Benefits of volunteering on this unique project

The Guriwal Trail program has allowed volunteers to contribute to a worthy ongoing project with great health and social benefits. With all the work so far there has been an increase in diversity of native plant species and an improvement to the site aesthetics. Most importantly it is a space that will be a canvas for cultural knowledge that will be shared with Parklands visitors.

It's a fantastic way to connect with like-minded people and the natural environment while learning new skills and improving your knowledge in native plant, weed identification and control methods.

Next time you’re in the Parklands, keep your eye out for this evolving and exciting project which is located between Randwick Gate and Fernley Grounds next to the bike hire and Greenhouse at Centennial Park Café.

More information about this project below.

Habitat Restoration Volunteers are required to:

  • Understand the goals and objectives of the overall project

  • Work positively and cooperatively within a diverse group

  • Work unsupervised and as part of a team depending upon the task

What do volunteers need?

  • On the day you will need preferably long sleeves and long trousers, sturdy enclosed shoes, wide-brimmed hat, water and sunscreen.

  • No experience is necessary.

  • Good physical fitness is also required – bush revegetation can be hard work.

What to expect

  • This hands-on project involves Bushcare like tasks, such as: removing invasive species, planting, installation of tree guards and important maintenance such as watering.

  • We supply onsite training, all the tools, gloves and morning tea.


Every Wednesday from 9:30am to 12:30pm

Volunteer for the Guriwal Trail Refurbishment Project

Vacancies are currently available for this program.
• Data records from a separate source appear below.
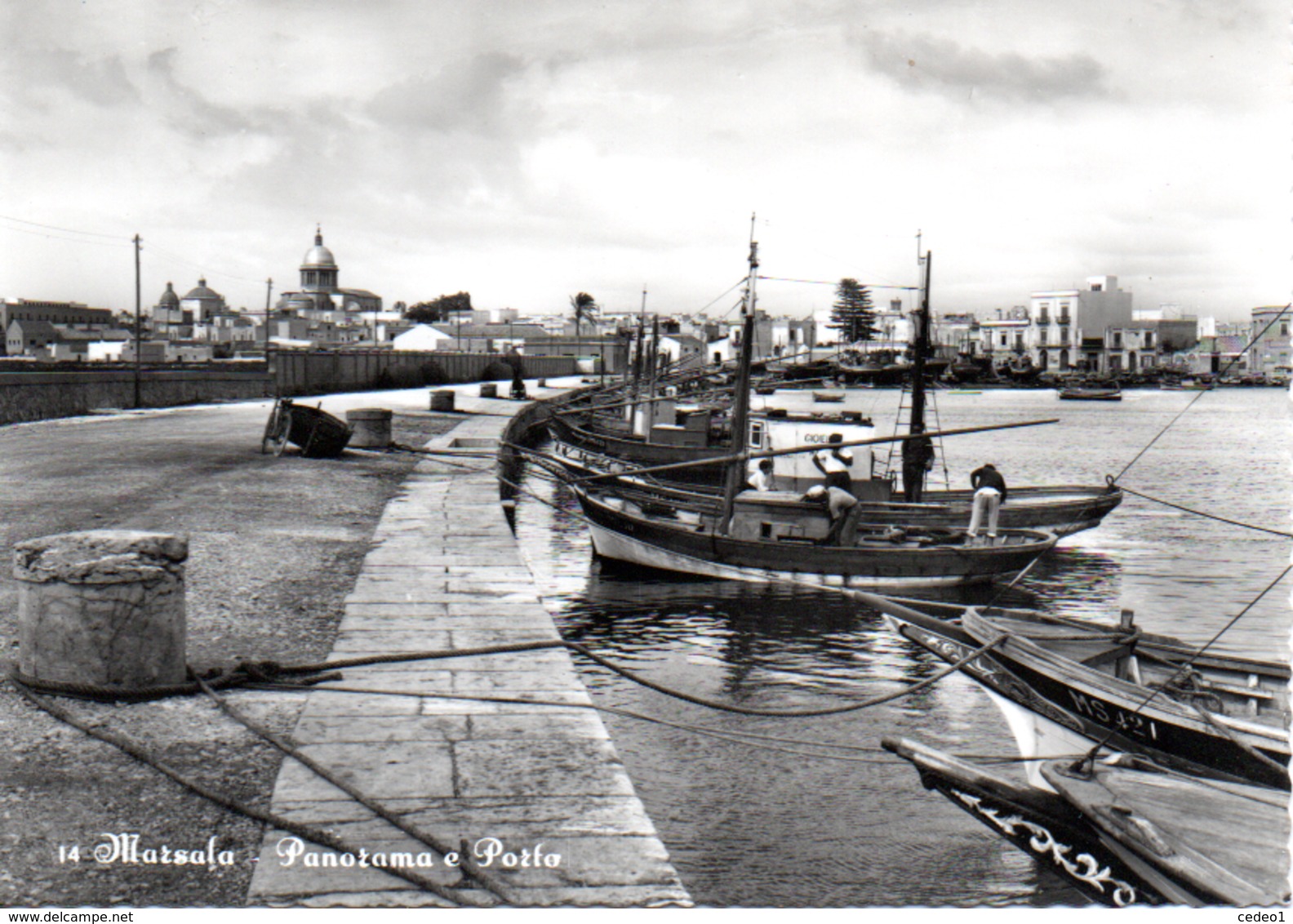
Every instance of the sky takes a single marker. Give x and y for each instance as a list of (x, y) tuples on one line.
[(528, 150)]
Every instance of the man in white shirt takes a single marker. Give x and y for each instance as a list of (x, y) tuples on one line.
[(834, 463), (761, 477)]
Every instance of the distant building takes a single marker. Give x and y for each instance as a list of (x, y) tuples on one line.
[(682, 352), (422, 339), (52, 313), (170, 321), (1069, 326), (1270, 339), (202, 303), (354, 313)]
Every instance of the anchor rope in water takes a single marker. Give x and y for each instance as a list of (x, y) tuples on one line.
[(1186, 666), (1200, 394), (1202, 513)]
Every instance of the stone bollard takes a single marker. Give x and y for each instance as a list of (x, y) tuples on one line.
[(371, 428), (102, 607)]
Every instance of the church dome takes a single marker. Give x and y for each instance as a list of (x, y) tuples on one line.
[(203, 292), (318, 256)]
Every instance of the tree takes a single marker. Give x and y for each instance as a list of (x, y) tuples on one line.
[(438, 309), (852, 313), (584, 307)]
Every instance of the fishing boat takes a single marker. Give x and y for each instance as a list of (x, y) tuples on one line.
[(1091, 393), (1062, 509), (314, 431), (1066, 685), (1125, 833), (700, 437), (780, 536)]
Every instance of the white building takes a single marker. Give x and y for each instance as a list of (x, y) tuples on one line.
[(1069, 325), (422, 339)]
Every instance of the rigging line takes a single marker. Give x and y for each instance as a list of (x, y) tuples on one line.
[(728, 735), (176, 257), (1209, 516), (824, 282), (56, 228), (1191, 660), (1200, 394), (723, 295), (75, 241)]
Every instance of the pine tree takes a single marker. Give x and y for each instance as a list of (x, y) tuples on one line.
[(852, 313)]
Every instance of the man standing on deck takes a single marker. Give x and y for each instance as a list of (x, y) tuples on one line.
[(845, 512), (988, 496), (834, 463)]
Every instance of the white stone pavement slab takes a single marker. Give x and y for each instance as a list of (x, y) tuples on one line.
[(534, 787)]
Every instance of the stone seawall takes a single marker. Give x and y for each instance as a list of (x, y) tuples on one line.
[(42, 396), (47, 393)]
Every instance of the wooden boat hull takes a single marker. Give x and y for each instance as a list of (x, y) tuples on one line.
[(646, 542), (1124, 833), (1197, 843), (1040, 824), (1091, 394), (1075, 706), (316, 432)]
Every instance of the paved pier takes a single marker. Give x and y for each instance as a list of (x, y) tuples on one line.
[(445, 573)]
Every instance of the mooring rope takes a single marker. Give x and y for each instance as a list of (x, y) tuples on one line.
[(1206, 516), (467, 864), (110, 694), (1187, 666), (309, 833)]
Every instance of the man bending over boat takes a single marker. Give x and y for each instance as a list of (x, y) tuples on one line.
[(834, 462), (989, 494), (845, 513)]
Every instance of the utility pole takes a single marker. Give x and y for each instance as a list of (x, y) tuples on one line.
[(139, 323), (269, 292)]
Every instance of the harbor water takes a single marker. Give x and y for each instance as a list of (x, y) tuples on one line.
[(811, 812)]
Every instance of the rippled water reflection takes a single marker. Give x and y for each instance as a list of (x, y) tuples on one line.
[(793, 824)]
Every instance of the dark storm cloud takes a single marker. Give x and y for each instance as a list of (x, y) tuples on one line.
[(471, 96), (941, 66)]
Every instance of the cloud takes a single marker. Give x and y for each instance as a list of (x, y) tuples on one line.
[(471, 96), (925, 62), (38, 77), (188, 110)]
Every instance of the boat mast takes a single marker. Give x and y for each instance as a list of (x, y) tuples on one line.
[(736, 472), (917, 452)]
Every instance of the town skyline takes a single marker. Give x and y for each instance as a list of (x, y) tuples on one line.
[(525, 153)]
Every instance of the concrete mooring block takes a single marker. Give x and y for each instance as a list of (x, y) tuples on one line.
[(104, 607), (371, 428)]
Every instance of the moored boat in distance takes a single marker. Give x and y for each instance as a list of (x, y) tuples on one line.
[(779, 536), (1091, 393), (1067, 684)]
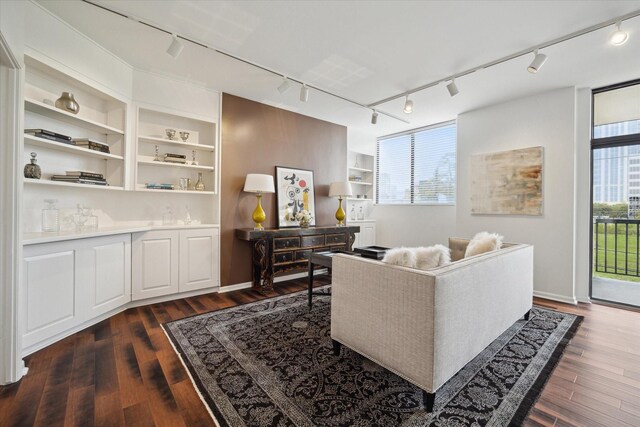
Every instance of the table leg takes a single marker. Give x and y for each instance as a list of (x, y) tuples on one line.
[(310, 279)]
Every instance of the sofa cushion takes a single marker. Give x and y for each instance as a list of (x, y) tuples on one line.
[(483, 242), (422, 258), (457, 246)]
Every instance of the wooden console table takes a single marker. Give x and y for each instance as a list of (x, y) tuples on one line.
[(276, 250)]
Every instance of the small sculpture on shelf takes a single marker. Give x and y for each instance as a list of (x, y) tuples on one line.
[(199, 185), (32, 170), (68, 103)]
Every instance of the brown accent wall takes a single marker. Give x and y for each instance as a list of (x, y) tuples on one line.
[(255, 139)]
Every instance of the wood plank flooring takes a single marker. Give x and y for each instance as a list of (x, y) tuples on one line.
[(123, 371)]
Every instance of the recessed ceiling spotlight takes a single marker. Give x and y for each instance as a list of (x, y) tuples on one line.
[(618, 37), (408, 106), (452, 88), (175, 47), (304, 93), (538, 61), (284, 86)]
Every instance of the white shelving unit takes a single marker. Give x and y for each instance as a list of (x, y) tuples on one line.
[(102, 117), (201, 142)]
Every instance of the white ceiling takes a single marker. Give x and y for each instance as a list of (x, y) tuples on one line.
[(367, 50)]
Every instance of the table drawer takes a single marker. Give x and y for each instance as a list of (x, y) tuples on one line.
[(333, 239), (281, 257), (286, 243), (303, 255), (309, 241)]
If you are keen on being involved on a regular basis please register here, or please email us with any enquiries.

This position requires a 6 month minimum commitment of at least 9 sessions. An induction is required to participate in this program.  These take place twice a term. On registration we will contact you with the next available induction day.

Note: The Bird Habitat revegetation project works in conjunction with Guriwal Trail project under the title of Habitat Restoration program.